The phone message came in at about 1:20 p.m. on Thursday, March 7. An unidentified male caller left an anonymous voice message at the Shelton Public Schools central office, claiming a gasoline bomb was located in a vehicle on campus.
“The caller, using a disguised voice, made reference to Shelton High School [SHS], although the description of SHS was only partially accurate,” School Supt.
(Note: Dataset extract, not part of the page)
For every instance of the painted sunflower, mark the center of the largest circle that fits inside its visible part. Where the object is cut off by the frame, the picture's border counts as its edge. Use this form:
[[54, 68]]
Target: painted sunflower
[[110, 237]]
Freeman Burr later explained in a message to parents and staff.
“The caller referred to a vehicle at SHS. A description of the vehicle was provided as well,” Burr said in the voice-mail message.
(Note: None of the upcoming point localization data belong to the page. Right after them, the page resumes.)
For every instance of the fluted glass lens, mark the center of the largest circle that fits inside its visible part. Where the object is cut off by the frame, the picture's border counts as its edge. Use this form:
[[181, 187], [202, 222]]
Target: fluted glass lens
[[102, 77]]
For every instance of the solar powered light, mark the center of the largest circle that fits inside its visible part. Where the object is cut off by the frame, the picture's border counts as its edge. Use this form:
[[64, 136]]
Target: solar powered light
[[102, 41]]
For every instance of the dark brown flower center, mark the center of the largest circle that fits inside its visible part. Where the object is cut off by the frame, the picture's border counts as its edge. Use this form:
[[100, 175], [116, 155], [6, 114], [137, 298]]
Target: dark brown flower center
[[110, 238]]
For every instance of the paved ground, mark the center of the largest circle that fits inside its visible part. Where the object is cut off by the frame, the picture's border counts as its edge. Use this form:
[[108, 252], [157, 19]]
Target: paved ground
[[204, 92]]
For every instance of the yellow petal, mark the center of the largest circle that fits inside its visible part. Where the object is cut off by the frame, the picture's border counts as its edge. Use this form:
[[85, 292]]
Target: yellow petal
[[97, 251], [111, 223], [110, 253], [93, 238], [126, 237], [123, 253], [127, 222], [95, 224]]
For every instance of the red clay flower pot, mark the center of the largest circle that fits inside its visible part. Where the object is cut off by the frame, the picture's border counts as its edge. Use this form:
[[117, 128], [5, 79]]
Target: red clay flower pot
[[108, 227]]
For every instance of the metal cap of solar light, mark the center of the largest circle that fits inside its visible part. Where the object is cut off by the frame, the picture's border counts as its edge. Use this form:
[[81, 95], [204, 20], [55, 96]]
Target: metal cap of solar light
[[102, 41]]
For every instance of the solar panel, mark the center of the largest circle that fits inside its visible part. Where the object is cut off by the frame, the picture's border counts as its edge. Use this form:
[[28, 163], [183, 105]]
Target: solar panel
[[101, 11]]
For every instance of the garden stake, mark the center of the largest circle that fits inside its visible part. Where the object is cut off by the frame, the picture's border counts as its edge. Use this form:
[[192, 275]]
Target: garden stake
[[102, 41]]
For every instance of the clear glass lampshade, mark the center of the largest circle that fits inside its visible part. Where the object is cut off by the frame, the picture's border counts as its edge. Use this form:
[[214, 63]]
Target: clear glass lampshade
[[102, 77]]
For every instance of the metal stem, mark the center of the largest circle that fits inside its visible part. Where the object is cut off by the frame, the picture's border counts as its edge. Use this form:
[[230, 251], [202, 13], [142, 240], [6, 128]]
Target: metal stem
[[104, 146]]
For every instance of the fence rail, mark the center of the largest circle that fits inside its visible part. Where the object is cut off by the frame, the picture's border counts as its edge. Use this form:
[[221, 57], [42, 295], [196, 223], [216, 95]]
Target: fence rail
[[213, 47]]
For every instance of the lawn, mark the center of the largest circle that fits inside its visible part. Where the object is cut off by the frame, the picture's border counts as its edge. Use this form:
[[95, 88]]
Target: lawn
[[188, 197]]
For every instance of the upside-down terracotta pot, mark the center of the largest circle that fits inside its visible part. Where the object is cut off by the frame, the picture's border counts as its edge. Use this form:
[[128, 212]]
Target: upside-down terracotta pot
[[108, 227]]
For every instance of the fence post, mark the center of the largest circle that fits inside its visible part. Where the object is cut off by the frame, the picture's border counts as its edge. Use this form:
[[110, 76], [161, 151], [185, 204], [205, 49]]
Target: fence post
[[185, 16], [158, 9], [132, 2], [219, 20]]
Because the message involved a specific location on the campus grounds and kind of device, police were able to quickly check out its validity.
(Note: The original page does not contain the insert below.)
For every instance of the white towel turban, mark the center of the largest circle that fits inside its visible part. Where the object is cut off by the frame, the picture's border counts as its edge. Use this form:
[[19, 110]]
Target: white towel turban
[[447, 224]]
Within 10 to 15 minutes, police had conducted a thorough search and determined the threat was a hoax “We were able to investigate, and because the threat was specific, we determined those things were safe,” a police official said of the incident.
Police response was swift
Burr had been called out of a meeting to listen to the voice mail message, and then immediately contacted the Shelton police, who rushed to the scene with fire officials. The caller “sounded like someone disguising their voice,” Burr said.
SHS administrators were immediately aided by the school resource officer (police officer) at the scene as well.
A decision was made not to evacuate the facility because the school was about to dismiss, checking the location of the specific threat took only a few minutes, and students and staff would have been asked to stay inside the building anyway because of the location of the threat.
“We would have maintained shelter in place much longer if it appeared more valid,” Burr said.
Students began leaving the school grounds on buses at 2:15 p.m., the regular dismissal time, with police and fire officials monitoring the situation.
‘Details didn’t fit’
Burr said there are other reasons why the threat appeared to be fake besides the caller apparently trying to disguise his voice. “Some of the details didn’t fit,” he said.
He said it was decided not to send out an immediate message to parents because the validity of the threat was checked out so quickly and there was limited information to disseminate before the situation was resolved.
“We didn’t think the threat was valid, but we did have to investigate,” he said. “Then we quickly knew it was not valid.”
The superintendent said “crank threats” involving the schools are received from time to time.